Moreover, \(T^{-}\) is a lattice homomorphism and so a separating operator in \(\mathfrak {L}^{r}\left( A,B\right) \). Using Lemma 2.2, we derive that \(T^{-}=0\). Accordingly, \(T=T^{+}\) and thus T is a lattice homomorphism with Te idempotent. Corollary 5.5 in [16] ends the proof. \(\square \)

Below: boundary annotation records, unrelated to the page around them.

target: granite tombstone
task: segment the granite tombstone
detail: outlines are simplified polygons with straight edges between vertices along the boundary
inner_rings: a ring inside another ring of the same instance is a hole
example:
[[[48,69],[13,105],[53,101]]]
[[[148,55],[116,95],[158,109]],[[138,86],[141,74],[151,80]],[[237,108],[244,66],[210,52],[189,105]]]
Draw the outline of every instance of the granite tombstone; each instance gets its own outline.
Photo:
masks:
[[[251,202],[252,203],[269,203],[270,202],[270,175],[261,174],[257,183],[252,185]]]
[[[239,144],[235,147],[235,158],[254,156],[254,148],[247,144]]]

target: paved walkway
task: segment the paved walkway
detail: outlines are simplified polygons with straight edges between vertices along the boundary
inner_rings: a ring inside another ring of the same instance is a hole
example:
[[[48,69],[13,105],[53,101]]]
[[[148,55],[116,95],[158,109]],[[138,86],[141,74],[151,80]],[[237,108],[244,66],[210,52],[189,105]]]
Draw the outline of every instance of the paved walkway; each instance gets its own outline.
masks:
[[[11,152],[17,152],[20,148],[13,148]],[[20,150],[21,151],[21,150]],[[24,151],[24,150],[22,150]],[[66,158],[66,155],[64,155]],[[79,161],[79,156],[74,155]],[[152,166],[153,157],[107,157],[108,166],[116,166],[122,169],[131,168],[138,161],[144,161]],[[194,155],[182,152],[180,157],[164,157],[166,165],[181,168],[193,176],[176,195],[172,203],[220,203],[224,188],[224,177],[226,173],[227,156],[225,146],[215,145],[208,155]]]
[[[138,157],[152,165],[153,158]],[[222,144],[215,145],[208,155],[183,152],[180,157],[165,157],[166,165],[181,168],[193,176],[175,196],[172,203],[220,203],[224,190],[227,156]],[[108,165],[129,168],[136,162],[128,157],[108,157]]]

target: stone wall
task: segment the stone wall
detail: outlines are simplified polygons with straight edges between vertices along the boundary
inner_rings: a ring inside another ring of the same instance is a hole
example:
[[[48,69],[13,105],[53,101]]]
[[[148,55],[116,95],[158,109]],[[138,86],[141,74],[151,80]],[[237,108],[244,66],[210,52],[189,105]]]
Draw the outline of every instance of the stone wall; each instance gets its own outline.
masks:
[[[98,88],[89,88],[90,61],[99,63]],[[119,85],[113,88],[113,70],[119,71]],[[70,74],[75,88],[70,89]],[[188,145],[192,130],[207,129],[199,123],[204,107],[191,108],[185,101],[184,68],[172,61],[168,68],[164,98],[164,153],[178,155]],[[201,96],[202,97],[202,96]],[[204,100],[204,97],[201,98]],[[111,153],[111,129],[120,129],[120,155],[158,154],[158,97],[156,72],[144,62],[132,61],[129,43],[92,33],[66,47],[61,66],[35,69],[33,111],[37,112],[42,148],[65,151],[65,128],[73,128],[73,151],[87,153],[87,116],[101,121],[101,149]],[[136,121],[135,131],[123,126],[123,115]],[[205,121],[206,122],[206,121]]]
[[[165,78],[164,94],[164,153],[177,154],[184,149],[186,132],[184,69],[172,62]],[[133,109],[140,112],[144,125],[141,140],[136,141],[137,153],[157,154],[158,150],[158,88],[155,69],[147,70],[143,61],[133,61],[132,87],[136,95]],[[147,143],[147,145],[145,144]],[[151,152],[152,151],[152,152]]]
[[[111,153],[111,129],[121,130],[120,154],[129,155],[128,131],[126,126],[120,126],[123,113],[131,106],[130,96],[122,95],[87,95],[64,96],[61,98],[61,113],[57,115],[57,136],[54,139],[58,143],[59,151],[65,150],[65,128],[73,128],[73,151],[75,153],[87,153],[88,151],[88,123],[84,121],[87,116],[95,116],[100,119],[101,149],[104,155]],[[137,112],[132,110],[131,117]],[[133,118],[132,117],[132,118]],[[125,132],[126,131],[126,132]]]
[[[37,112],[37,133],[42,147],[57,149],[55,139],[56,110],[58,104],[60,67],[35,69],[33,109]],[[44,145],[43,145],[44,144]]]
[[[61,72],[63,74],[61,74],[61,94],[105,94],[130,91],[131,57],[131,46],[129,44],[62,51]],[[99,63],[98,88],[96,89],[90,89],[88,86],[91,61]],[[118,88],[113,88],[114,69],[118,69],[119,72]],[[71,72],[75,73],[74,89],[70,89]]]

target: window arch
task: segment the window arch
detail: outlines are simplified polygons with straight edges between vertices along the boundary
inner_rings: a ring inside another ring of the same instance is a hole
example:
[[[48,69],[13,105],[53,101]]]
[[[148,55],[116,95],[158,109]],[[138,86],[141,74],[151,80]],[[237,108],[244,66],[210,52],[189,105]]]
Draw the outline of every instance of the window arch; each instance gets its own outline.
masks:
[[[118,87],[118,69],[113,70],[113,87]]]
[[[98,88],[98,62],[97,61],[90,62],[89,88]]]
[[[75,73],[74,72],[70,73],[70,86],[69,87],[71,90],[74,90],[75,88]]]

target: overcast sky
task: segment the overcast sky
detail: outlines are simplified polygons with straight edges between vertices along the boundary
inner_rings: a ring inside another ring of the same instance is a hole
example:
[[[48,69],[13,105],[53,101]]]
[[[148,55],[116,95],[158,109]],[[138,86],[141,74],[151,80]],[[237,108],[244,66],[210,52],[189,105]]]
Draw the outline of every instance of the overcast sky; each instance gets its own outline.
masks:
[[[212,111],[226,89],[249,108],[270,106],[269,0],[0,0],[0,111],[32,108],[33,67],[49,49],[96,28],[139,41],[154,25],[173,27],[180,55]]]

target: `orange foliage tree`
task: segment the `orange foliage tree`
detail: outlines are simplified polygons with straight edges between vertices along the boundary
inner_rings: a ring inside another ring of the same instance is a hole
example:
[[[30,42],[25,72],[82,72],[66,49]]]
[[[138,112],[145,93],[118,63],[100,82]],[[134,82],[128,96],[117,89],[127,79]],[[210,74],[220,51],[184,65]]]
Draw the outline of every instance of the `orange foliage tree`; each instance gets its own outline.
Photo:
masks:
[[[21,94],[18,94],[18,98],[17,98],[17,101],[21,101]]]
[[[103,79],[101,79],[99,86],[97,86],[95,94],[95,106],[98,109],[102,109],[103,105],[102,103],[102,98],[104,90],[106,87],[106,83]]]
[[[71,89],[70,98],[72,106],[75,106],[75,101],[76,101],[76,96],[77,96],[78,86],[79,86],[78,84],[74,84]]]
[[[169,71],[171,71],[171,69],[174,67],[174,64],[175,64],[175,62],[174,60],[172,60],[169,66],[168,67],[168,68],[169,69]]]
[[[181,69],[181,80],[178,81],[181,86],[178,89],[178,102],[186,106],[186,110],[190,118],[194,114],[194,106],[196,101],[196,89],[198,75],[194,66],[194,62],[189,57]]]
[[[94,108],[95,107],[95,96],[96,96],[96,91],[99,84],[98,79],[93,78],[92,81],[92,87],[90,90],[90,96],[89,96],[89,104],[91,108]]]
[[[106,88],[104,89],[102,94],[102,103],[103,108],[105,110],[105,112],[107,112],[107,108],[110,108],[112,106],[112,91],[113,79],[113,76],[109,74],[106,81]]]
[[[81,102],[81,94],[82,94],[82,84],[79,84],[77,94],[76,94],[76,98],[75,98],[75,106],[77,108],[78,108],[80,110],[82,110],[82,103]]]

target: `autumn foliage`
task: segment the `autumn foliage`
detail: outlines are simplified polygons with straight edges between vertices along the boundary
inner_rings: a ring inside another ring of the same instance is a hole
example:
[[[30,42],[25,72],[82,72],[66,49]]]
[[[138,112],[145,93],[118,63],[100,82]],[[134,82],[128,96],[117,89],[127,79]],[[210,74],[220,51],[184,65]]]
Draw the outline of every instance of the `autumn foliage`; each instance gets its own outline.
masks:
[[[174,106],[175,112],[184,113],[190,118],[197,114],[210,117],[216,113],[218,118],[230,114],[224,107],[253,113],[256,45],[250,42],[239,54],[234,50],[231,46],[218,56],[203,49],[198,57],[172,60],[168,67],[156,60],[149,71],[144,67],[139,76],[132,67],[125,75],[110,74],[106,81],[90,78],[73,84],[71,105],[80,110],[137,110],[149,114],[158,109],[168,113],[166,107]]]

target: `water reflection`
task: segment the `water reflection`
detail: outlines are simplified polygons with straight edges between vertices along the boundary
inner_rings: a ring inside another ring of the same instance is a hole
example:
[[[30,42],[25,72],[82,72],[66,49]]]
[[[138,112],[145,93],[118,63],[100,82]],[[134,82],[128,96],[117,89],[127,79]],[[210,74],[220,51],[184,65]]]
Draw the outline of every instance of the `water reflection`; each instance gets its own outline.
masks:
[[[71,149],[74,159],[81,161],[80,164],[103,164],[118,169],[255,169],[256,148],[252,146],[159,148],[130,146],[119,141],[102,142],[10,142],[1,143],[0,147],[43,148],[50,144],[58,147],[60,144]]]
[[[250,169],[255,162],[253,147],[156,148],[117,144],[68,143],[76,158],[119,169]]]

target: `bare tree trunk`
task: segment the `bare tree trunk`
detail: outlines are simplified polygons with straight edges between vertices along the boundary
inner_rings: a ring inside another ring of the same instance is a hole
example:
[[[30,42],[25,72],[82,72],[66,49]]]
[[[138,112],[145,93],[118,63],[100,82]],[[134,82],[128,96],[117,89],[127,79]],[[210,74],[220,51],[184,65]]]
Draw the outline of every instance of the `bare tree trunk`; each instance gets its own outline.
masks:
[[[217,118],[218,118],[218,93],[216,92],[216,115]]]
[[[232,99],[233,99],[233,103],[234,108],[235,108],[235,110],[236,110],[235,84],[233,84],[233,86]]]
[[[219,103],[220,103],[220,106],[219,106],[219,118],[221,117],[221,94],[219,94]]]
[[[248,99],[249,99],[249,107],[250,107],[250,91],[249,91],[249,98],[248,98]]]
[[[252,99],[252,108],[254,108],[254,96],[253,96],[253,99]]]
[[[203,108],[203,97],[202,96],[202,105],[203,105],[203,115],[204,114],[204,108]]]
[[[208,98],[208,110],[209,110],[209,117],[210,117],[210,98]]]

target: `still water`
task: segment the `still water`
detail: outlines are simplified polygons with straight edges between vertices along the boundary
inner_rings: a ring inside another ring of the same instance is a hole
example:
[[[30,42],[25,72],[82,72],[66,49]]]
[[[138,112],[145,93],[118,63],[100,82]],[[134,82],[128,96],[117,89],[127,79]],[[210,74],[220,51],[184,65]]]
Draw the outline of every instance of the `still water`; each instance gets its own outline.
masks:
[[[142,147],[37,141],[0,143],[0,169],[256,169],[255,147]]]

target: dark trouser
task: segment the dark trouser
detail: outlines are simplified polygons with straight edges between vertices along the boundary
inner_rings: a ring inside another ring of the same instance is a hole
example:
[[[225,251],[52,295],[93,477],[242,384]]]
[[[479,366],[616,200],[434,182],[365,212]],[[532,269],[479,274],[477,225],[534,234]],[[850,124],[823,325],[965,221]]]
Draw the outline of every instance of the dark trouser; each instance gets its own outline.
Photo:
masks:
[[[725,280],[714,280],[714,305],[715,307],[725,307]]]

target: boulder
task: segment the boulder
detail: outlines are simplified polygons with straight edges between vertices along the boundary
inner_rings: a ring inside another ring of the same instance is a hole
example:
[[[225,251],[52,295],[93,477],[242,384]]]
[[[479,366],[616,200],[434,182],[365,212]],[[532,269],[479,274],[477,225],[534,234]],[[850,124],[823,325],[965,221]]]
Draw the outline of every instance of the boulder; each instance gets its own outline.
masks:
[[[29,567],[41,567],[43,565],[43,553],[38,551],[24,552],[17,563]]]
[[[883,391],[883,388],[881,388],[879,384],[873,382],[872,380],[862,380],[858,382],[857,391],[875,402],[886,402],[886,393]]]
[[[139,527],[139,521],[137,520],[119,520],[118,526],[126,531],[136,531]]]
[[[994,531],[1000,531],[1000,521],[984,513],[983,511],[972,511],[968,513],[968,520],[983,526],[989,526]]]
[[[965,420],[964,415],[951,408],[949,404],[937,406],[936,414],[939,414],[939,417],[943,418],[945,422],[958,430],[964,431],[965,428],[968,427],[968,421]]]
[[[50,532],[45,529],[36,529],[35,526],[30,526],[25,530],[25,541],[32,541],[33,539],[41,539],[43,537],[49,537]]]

At this point, recall after Kusraev [18] that if M is an ordered module over B (see [24]) then \(a\in M^{+}\) is called a B-discrete element if the equality \(b=wa\) holds for some \(w\in B\) whenever \(b\in M\) and \(0\le b\le a\). This extends in a natural way the usual concept of discrete elements in ordered vector spaces (see, e.g., Definition 1.42 in [4]). Moreover, if \(v\in B\) and \(T\in \mathfrak {L}^{r}\left( A,B\right) \) then we may define \(vT\in \mathfrak {L}^{r}\left( A,B\right) \) by putting

$$\begin{aligned} \left( vT\right) f=vTf\quad \text { for all }f\in A. \end{aligned}$$

Clearly, this turns \(\mathfrak {L}^{r}\left( A,B\right) \) into an ordered module over B. Next, we intend to characterize composition operators in terms of B-discrete elements in \(\mathfrak {L}^{r}\left( A,B\right) \). Let’s discuss the question in a particular case. Assume that B is Dedekind complete (and so \(\mathfrak {L}^{r}\left( A,B\right) \) is a Dedekind complete vector lattice) and let \(T\in \mathfrak {L}^{r}\left( A,B\right) \) with Te idempotent. By Zaanen’s Theorem [3, Theorem 2.60], we have \(B=\mathrm {Orth}\left( B\right) \). Moreover, using Kutateladze’s Theorem [3, Theorem 2.50], it turns out that T is a lattice homomorphism if and only if T is an \(\mathrm {Orth}\left( B\right) \)-discrete element in \(\mathfrak {L}^{r}\left( A,B\right) \) (notice here that \(\mathfrak {L} ^{r}\left( A,B\right) \) has a natural structure of a module over \(\mathrm {Orth}\left( B\right) \) [18]). As Te is idempotent, it follows directly that T is a composition operator if and only if T is a B-discrete element in \(\mathfrak {L}^{r}\left( A,B\right) \). Surprisingly enough, the same conclusion can be obtained without imposing any extra conditions on B. The details are given in the following.

Theorem 3.2

Let \(T\in \mathfrak {L}^{r}\left( A,B\right) \). Then T is a composition operator if and only if T is a B-discrete element in \(\mathfrak {L} ^{r}\left( A,B\right) \) with Te idempotent.

Proof

Put \(p=Te\) and assume that T is a composition operator. Hence, p is an idempotent element in B. We claim that T is B-discrete in \(\mathfrak {L} ^{r}\left( A,B\right) \). To this end, choose \(S\in \mathfrak {L}^{r}\left( A,B\right) \) with \(0\le S\le T\). Hence,

$$\begin{aligned} 0\le Se\le Te=p. \end{aligned}$$

Taking into consideration Lemma 2.1, we derive that

$$\begin{aligned} Se\in pB\quad \text {and}\quad pSe=Se. \end{aligned}$$

Consequently,

$$\begin{aligned} \left( S-SeT\right) e=Se-pSe=0. \end{aligned}$$
(2)

On the other hand, T is a lattice homomorphism and \(0\le S\le T\). Hence, an easy calculation shows that \(S-SeT\) is separating. This together with (2) and Lemma 2.2 yields that \(S=SeT\), which means that T is a B-discrete element in \(\mathfrak {L}^{r}\left( A,B\right) \), as required.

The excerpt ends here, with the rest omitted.